Nearly $10,000 (roughly $247 each) was spent on bringing 35 foreign investors to see the world-famous Cirque du Soleil, as well as tickets for Bryan Adams concert tickets for the Canadian ambassador to Serbia.

The Liberals tallied up a total of $118,700 on tickets for fundraisers, film festivals, and Roughriders games, according to a new breakdown released following a Conservative Party order paper submitted.

Global Affairs Canada calls the bills spending put towards “cultural diplomacy.”

“It is a means to advancing our foreign policy objectives through increased access to decision-makers and influencers,” the response reads.

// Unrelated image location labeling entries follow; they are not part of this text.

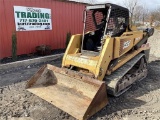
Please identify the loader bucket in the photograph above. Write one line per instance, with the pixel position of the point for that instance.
(78, 95)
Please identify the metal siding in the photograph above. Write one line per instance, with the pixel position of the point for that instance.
(66, 17)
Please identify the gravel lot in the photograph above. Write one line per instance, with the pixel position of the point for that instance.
(141, 102)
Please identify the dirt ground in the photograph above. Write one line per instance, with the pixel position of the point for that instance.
(141, 102)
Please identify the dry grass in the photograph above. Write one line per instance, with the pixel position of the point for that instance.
(158, 28)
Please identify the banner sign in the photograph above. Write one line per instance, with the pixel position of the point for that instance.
(32, 18)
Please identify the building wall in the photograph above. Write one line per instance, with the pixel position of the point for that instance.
(66, 16)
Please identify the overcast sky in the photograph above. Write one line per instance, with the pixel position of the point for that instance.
(150, 4)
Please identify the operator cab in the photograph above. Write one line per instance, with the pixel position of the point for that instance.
(99, 21)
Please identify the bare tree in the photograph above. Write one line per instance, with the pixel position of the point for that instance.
(131, 5)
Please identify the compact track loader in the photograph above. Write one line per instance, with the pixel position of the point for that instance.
(108, 57)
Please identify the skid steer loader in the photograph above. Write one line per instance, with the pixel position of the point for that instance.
(108, 57)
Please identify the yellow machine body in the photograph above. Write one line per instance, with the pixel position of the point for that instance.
(79, 88)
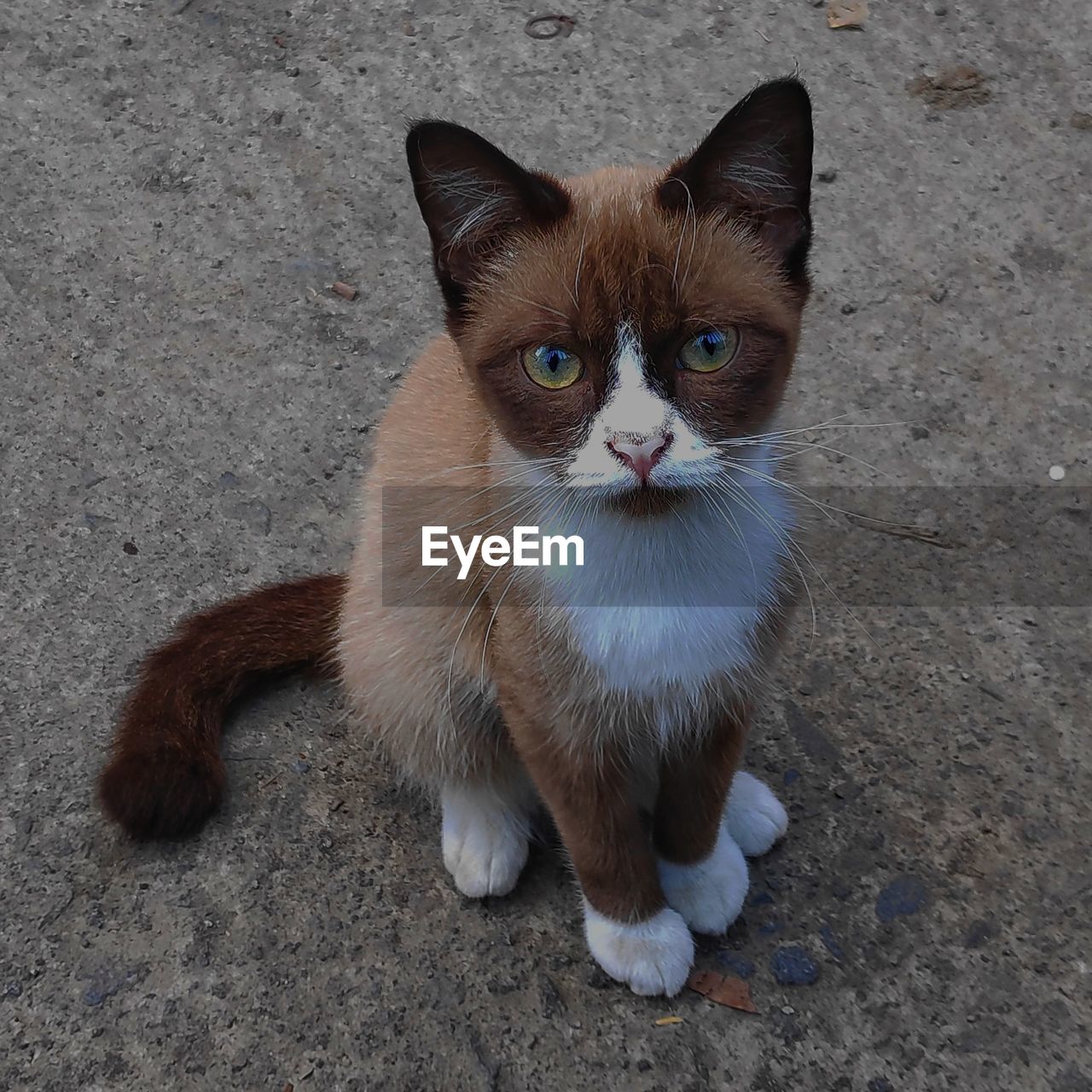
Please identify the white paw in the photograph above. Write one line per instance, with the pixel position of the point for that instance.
(652, 958)
(709, 894)
(755, 818)
(485, 842)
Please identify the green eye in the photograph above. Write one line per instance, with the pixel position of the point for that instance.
(710, 351)
(552, 366)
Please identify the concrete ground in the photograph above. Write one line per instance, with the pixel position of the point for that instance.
(186, 412)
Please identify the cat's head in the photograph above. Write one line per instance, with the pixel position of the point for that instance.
(624, 326)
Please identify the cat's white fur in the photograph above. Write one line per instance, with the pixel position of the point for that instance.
(710, 893)
(485, 839)
(652, 956)
(686, 603)
(753, 816)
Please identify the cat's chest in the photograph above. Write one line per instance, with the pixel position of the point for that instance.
(673, 601)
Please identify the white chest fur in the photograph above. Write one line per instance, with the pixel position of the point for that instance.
(674, 600)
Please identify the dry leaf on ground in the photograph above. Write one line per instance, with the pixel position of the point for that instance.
(951, 89)
(722, 989)
(845, 15)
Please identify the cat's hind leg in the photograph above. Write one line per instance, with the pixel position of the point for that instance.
(485, 835)
(753, 818)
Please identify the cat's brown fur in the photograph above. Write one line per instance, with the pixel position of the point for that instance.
(491, 694)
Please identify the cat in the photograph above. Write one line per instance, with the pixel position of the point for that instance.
(621, 341)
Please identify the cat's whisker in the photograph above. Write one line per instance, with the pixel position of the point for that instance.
(784, 537)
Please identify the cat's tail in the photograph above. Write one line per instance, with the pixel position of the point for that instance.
(166, 776)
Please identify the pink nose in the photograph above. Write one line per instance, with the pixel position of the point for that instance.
(640, 456)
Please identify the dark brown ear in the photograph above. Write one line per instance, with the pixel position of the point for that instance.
(756, 164)
(472, 198)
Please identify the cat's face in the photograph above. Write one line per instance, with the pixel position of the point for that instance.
(624, 327)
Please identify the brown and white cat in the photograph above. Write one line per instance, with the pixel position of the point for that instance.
(623, 340)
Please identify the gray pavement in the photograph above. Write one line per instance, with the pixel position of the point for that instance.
(186, 410)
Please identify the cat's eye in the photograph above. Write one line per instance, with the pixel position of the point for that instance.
(710, 351)
(552, 366)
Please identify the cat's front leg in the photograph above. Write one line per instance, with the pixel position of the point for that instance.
(631, 932)
(701, 866)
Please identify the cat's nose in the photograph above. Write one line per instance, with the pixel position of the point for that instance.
(640, 455)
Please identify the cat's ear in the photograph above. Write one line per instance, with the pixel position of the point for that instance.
(472, 197)
(756, 164)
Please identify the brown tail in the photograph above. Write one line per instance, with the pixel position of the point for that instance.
(165, 776)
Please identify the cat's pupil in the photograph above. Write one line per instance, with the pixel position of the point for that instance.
(710, 344)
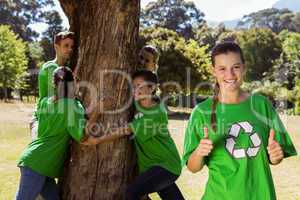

“Where relations are strong, cultural diplomacy has the capacity to reaffirm common values. It also has the potential to build trust, convey content in an alternative way, engage different segments of society, create safe spaces, address sensitive issues and even prepare the ground for difficult discussions.”

That guest list included corporate CEOs, presidents, managing partners, and government relations workers.

The federal director of the Canadian Taxpayers Federation, Aaron Wudrick, believes the money spent isn’t as much a red flag as is the difficulty of obtaining the documents, which he chalks up to a lack of transparency.

“Canadians shouldn’t have to rely on order paper questions to get this information. It should be posted proactively, as a rule, so that everything is transparent,” Wudrick said to Global.

“If taxpayers have to spend a few thousand dollars to wine and dine some CEOs in the hopes it leads to business contracts, the government should say so, and it also needs to track whether it actually works,” he continued.

“It doesn’t mean every single expenditure has to yield a concrete result, but if, say, there are 20 cases of buying tickets to sports games that yield zero tangible results, maybe it’s time to rethink the value of doing it.”

Spending totals for the past year and a half total roughly $269,110, amounting to roughly double the amount spent from May to December 2019.

Not all off the responses necessarily include funds provided by taxpayers.